Wednesday 23 October 2019

Michael Bliss - Harvey Cushing: A life in Surgery - Review.

It is a strange mystery why a man of such accomplishments and medical innovation in the history of neurosurgery, the American pioneer in fact, is not more well known in popular culture.
Dr. Harvey Cushing has to be one of the most fascinating, complex and astounding medical personalities in the last century.
He became the first of American medical men to be an international leader in this special field. Harvey was part of a long line of medical men, his great grandfather, grandfather and father were all competent physicians.
A Yale graduate, later attending Harvard Medical and working at John Hopkins, he paved the way, as he called "The Northwest Passage", in the area of brain tumour surgery, his OR innovations, insistence on sterile working conditions, the use of clips to prevent excessive bleeding and the diagnosis of brain tumours, were all devised and applied by him, having operated on over 2000 patients with brain tumour related illnesses during his long career.
This man takes the term "workaholic" and takes it to an entirely new level. A tireless researcher, recorder, bibliophile, surgeon and prolific writer, his drive and obsession for work and life, set the precedent for future surgeons. A truly remarkable individual.
Michael Bliss, however, is a competent biographer, revealing Cushing's genius as well as his many faults. Cushing was an irascible perfectionist with zero tolerance for any incompetence in the OR. His arrogance and caustic tongue became the stuff of legend; interestingly, as Bliss implies, his personality has become almost a stereotype for the brilliant surgeon, egotistic, sarcastic with no patience for mistakes while in surgery. He was a difficult man to work with and for, however, his care for his patients took priority over all other actions.

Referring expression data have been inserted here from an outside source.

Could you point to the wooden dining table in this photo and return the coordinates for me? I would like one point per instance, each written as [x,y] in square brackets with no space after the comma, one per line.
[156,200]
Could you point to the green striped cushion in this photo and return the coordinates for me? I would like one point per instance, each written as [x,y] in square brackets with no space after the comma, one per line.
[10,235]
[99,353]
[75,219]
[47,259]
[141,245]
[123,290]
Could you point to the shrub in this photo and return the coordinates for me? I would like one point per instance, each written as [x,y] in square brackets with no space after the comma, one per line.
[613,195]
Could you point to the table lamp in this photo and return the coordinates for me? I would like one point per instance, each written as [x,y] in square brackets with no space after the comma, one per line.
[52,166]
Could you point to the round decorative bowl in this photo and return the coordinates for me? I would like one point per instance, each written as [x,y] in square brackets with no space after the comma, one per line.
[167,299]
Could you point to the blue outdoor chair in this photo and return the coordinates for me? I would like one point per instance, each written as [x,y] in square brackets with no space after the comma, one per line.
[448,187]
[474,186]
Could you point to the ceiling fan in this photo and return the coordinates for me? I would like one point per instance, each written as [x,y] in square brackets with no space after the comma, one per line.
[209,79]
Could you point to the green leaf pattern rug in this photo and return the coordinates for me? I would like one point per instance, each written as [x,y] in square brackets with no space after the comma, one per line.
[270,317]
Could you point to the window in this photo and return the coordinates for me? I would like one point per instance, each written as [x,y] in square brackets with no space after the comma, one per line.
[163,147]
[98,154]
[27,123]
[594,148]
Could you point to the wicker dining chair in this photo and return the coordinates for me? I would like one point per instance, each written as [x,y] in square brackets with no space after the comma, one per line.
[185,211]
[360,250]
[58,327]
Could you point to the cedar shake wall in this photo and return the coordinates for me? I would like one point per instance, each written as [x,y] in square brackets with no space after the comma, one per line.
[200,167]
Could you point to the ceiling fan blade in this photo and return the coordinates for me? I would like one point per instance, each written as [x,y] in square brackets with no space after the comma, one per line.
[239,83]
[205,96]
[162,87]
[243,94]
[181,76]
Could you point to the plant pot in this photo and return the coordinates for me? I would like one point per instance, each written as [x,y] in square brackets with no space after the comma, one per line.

Ambitious and single-minded with an insatiable appetite for knowledge, Cushing pioneered brain surgery, writing volumes of medical articles and essays, countless lectures, and even a Pulitzer Prize winning two-volume biography on his mentor and world renowned physician, William Osler.
There are numerous anecdotes in this fine biography, but the one that really stands out is Cushing's first experience with a patient who dies in front of his eyes.
A young student at Harvard, he managed to get invited to assist with `etherizing' patients for surgery. Weeks pass and everything is moving along fine until one evening he administers the ether to a young woman under-going an operation for a strangulated hernia, whose chances for survival are next to nil.
The patient dies before the operation commences minutes after Cushing etherizes her. This of course devastated the young medical student, who walked the streets of Boston deciding to quit the profession. When he returned and told his teacher of his intent, he berated the boy, calling him "a damned fool" and to "buck-up", for they had work to do. He continued on, of course, but remembered this incident over thirty years later.
As any good critical biography should be, it is written with erudition, (explaining medical terms and procedures for the laymen) as well as presenting as a riveting narrative- this is an entertaining and inspiring work of an astonishing individual in American medical history.